The point is: if $f$ is a function (continuous, $L^1_{loc}$ or whatever depending on context), we expect that after making a convolution with a function $\phi$ which is normalized as to have $\int \phi =1$, if the support is small enough and concentrated near $0$, then the convolution $\widetilde{f}$ is near $f$ (think of a discrete averaging where $\phi$ is a "weight", and the convolution at a point is the average of the function according to that weight centralized on the point. If we put more weight at the point, and less on its near values, then the average shouldn't shake things that much). This is easy to arrange for $C^{\infty}$ functions, since we have bump functions. But here we would like to prove density of polynomials, which are not so malleable. With effect, we can't have a polynomial with compact support and integrating $1$ (we can't have non-trivial polynomials with compact support at all!).

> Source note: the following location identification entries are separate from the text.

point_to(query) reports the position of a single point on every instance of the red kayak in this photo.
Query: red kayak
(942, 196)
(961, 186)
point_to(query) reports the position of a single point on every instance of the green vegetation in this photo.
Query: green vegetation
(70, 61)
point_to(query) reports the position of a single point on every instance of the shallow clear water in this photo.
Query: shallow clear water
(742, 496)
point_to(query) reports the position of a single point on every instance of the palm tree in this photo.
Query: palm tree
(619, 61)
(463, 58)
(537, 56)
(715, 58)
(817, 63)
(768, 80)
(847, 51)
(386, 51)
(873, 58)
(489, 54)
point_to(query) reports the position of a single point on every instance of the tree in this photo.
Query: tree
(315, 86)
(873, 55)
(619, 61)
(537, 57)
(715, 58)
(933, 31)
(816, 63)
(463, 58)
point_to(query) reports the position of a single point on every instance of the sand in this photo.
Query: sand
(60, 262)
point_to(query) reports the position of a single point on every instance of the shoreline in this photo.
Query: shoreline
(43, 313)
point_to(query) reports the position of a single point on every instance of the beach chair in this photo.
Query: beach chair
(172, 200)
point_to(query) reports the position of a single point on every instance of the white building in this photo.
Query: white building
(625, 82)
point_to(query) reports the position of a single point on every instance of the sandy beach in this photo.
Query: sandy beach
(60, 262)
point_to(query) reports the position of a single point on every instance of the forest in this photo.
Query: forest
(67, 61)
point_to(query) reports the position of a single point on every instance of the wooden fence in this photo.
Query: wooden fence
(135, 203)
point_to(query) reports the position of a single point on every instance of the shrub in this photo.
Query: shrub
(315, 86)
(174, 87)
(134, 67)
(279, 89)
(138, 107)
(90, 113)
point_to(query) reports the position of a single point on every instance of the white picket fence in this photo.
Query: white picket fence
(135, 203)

So we try to emulate a compact support by taking a polynomial which is highly concentrated near the origin. The polynomial $p(x)=1-x^2$ is maybe the most trivial example of something concentrated near the origin. An important observation is that since the function is defined on $[0,1]$, what matters to our avering polynomial is its behaviour in $[-1,1]$, so the fact that $(1-x^2)$ explodes outside of $[-1,1]$ is irrelevant. Then we raise it to the power of $n$ since, being on $(-1,1)$, this will concentrate things even more near the origin (you can plot a few powers to try and see this). The estimates that Rudin do are to guarantee that everything goes well and represent the technical difficulty of not having compact support (also as small as desired).

The polynomial $1-x^4$ also satisfies the property that if we raise it to $n$, things will concentrate near the origin. The only difference is that it is less concentrated than $1-x^2$, so that the error you make with the convolution will probably be bigger than if you used $1-x^2$.